DeepSeek has introduced a new MoE model, DeepSeek-V2, with a total parameter count of 236 billion and 21 billion active parameters. Although it is still a bit short of GPT-4 levels, it can be considered the strongest open-source MoE model available. Staying true to its open-source spirit, the accompanying technical report is also packed with valuable insights, so today we will focus on a technical interpretation.
Understanding Huanfang
Although this is a technical interpretation, I particularly want to talk about Huanfang, the parent company of DeepSeek.
First Encounter
The first time I heard about DeepSeek was during my exploration of scaling laws, a concept proposed by OpenAI in 2020. In 2022, DeepMind’s Chinchilla initiated best practices, guiding the development of large models. I believe DeepSeek is one of the most serious followers among domestic companies. After reading the paper on DeepSeek’s LLM model, I felt that this is a rare company with a strong technical pursuit.
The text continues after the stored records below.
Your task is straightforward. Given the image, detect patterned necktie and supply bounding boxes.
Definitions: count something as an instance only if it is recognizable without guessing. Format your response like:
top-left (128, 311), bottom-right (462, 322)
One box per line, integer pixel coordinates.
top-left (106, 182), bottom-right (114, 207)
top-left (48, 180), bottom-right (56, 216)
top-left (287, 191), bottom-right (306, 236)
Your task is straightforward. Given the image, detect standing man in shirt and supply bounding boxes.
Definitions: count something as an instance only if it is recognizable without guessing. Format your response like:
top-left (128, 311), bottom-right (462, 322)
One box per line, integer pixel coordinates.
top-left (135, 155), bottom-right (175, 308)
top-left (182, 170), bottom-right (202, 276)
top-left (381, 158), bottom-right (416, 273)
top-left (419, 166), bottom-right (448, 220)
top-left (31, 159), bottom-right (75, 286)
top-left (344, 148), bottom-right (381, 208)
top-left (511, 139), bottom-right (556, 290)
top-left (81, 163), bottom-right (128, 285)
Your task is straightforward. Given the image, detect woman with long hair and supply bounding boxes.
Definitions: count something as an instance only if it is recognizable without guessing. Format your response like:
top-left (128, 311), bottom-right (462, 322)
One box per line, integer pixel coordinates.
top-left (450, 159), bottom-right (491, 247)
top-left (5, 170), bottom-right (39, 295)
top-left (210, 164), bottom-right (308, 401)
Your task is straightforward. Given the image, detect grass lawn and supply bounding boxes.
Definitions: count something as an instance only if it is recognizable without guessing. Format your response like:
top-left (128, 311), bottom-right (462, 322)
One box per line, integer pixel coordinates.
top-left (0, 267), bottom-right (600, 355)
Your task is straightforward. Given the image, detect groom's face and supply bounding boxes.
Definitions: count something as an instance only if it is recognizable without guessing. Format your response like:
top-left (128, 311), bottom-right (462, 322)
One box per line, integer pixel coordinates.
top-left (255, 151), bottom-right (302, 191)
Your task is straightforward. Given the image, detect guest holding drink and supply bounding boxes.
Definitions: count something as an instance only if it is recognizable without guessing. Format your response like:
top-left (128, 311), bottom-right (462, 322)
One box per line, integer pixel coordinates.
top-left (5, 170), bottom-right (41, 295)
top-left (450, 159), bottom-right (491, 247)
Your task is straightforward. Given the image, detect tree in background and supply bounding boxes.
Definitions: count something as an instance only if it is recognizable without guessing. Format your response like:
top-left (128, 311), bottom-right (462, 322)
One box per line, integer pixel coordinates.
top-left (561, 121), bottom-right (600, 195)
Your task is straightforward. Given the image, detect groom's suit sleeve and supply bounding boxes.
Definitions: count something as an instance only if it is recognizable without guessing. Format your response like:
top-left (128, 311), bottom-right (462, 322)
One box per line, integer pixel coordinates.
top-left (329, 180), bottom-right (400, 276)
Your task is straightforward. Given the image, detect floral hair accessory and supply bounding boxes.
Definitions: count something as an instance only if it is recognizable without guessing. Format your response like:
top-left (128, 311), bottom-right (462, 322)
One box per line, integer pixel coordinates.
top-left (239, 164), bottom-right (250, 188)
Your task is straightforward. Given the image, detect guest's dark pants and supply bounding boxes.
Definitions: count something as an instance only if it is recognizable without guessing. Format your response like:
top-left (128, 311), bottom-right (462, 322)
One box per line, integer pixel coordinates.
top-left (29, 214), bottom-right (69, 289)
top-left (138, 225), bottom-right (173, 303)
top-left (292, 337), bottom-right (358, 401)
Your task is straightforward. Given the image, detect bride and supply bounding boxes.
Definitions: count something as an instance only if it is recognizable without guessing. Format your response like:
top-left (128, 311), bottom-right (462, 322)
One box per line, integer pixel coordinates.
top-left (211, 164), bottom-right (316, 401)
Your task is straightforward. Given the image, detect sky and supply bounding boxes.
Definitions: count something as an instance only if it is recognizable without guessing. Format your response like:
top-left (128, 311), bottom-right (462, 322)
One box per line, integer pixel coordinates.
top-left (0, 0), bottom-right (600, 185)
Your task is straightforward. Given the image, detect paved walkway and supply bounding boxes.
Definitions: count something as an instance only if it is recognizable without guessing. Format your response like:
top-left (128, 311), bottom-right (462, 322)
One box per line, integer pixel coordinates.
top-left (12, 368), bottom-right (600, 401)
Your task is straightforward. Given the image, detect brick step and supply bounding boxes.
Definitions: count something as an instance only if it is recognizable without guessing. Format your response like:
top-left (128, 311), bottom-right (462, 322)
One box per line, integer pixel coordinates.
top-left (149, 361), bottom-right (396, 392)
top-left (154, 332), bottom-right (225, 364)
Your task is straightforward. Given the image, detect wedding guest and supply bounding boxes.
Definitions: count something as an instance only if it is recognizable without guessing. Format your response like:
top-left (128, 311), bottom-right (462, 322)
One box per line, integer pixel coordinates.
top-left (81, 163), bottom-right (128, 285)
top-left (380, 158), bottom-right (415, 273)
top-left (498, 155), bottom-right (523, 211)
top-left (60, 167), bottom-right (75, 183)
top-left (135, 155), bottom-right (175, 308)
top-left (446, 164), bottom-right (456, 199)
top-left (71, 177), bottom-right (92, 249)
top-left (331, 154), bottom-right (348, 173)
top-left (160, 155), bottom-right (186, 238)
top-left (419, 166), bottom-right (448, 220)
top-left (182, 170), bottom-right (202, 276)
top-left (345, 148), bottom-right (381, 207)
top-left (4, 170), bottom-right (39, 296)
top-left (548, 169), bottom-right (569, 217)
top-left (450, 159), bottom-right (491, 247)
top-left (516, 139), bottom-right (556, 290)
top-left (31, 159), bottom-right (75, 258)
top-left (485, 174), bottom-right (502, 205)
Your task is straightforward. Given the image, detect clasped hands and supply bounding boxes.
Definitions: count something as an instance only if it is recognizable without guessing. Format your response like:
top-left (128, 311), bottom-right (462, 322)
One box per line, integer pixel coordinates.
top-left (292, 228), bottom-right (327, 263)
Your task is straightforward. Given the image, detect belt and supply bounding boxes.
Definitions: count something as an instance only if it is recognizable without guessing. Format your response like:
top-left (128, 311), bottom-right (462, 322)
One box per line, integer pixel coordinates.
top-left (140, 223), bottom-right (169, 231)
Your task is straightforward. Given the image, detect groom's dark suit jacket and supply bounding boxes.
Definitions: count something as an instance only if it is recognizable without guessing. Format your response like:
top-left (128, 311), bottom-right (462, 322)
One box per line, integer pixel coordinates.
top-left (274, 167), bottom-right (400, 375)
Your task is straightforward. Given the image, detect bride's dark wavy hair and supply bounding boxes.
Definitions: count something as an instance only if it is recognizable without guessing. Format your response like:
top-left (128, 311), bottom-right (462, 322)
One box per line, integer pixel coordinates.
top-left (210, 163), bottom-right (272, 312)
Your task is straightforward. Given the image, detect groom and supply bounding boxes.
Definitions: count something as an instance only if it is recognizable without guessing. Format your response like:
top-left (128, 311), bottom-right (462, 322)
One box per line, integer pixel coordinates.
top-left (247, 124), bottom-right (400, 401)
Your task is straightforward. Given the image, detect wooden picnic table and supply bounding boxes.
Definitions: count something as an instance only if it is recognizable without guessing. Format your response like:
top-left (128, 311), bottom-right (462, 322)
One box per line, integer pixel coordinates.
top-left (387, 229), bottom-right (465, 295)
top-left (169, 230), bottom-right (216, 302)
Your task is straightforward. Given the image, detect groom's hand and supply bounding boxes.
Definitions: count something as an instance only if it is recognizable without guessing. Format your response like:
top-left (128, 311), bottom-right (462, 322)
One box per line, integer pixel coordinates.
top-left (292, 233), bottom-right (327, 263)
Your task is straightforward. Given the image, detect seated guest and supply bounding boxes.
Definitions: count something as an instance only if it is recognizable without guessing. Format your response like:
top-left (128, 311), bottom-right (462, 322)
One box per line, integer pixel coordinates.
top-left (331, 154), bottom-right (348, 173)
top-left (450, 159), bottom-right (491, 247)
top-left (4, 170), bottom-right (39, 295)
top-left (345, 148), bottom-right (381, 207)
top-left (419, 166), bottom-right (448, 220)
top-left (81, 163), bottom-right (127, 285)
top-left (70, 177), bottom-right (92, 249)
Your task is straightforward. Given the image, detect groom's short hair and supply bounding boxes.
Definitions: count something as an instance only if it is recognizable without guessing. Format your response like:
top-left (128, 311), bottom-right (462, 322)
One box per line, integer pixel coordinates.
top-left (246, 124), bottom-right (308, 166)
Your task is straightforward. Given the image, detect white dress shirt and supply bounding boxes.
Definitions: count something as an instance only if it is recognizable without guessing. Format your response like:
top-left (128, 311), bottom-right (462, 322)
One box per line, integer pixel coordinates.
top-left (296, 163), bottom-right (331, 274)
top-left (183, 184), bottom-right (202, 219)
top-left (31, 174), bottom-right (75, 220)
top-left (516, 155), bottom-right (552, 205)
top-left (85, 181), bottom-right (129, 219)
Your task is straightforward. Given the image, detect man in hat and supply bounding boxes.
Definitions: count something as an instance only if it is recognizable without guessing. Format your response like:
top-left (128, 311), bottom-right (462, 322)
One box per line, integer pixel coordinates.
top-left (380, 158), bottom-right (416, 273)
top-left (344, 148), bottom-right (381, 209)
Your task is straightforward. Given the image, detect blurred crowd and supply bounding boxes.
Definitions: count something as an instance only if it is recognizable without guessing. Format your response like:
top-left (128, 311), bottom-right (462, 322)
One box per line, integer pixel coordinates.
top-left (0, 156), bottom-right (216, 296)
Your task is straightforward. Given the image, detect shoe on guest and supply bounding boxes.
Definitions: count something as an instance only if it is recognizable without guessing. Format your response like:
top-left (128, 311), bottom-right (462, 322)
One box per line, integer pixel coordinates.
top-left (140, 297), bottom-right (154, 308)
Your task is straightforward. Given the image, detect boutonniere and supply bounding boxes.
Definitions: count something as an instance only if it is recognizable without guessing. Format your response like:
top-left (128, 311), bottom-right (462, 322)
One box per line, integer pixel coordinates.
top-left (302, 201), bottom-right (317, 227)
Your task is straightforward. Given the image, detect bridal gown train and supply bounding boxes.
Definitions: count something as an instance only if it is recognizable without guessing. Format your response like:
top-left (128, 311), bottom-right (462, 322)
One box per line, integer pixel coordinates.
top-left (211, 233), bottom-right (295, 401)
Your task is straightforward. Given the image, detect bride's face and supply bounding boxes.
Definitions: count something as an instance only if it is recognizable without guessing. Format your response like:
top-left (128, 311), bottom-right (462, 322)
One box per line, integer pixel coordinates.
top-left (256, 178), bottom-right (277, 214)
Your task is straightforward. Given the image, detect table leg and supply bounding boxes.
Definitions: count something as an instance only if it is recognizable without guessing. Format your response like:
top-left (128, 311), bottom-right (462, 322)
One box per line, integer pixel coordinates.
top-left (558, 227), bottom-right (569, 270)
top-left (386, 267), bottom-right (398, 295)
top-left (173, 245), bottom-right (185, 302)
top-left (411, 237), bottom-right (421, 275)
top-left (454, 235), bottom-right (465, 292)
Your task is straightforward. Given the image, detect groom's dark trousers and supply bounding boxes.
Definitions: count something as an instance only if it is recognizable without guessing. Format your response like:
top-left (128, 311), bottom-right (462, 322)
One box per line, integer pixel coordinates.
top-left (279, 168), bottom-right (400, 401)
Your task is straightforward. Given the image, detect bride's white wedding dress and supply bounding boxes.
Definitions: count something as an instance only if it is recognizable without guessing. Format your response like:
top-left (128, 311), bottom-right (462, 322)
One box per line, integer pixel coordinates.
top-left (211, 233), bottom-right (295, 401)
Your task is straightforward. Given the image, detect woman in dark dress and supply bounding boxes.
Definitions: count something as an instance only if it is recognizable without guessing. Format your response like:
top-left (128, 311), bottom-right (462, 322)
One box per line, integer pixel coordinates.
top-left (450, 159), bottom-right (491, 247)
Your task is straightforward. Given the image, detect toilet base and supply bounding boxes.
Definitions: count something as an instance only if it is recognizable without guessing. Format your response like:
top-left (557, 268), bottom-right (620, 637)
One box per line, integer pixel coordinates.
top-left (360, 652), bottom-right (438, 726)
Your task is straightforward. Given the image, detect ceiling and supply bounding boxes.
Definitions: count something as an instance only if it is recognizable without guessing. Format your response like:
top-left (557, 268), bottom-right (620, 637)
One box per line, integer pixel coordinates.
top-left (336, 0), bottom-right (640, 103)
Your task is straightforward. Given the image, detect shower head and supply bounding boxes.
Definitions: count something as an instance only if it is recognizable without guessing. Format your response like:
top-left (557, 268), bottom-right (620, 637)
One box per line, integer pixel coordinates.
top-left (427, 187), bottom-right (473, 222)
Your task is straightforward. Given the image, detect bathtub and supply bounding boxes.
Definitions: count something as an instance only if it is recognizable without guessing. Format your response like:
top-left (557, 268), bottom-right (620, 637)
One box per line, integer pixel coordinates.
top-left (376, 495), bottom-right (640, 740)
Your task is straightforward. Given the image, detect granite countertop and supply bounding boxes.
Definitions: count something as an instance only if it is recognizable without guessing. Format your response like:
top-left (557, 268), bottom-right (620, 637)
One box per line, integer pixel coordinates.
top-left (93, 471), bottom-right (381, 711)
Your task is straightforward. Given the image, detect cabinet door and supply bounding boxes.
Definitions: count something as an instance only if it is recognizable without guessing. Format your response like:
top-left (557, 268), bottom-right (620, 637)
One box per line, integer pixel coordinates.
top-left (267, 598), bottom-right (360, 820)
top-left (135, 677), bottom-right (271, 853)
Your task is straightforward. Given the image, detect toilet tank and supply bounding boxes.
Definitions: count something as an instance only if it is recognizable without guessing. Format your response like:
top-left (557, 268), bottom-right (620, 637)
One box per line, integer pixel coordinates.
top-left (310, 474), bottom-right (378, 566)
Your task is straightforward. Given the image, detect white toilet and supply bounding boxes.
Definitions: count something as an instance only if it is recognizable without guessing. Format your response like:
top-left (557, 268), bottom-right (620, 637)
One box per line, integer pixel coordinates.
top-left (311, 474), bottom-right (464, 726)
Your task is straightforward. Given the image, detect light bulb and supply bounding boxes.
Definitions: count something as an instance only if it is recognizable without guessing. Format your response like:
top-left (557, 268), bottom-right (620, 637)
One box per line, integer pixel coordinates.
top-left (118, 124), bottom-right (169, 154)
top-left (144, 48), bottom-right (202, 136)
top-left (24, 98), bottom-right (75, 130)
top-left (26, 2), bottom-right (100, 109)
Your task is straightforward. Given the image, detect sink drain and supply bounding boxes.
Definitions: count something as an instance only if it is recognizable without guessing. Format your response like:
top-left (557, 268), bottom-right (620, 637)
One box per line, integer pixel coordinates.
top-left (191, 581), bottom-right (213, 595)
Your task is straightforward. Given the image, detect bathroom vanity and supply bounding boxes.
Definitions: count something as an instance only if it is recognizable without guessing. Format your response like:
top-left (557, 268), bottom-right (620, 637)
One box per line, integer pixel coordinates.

Out of curiosity, I searched for information about the company online. Established in 2023, it is an independent company spun off from Huanfang Quantitative, focusing on foundational research in artificial intelligence. At first glance, it seems unbelievable that a quantitative firm would venture into large models, making it hard to see the connection behind this move. Large models are derived from NLP technologies, while quantitative analysis and NLP are two completely unrelated fields. However, as I learned more about Huanfang’s history, particularly the background of its founder, Wu Wenfeng, I suddenly found clarity and even admiration. Wu Wenfeng studied artificial intelligence at Zhejiang University in 2008 and, after graduation, started a venture in the quantitative field without any prior experience, driven by the idea that AI could change the world. After six years of development, Huanfang became a leading enterprise in the quantitative field. I do not fully understand the concept of quantitative analysis, but can you think of a cooler entrepreneurial story, especially for those who believe in the transformative power of technology?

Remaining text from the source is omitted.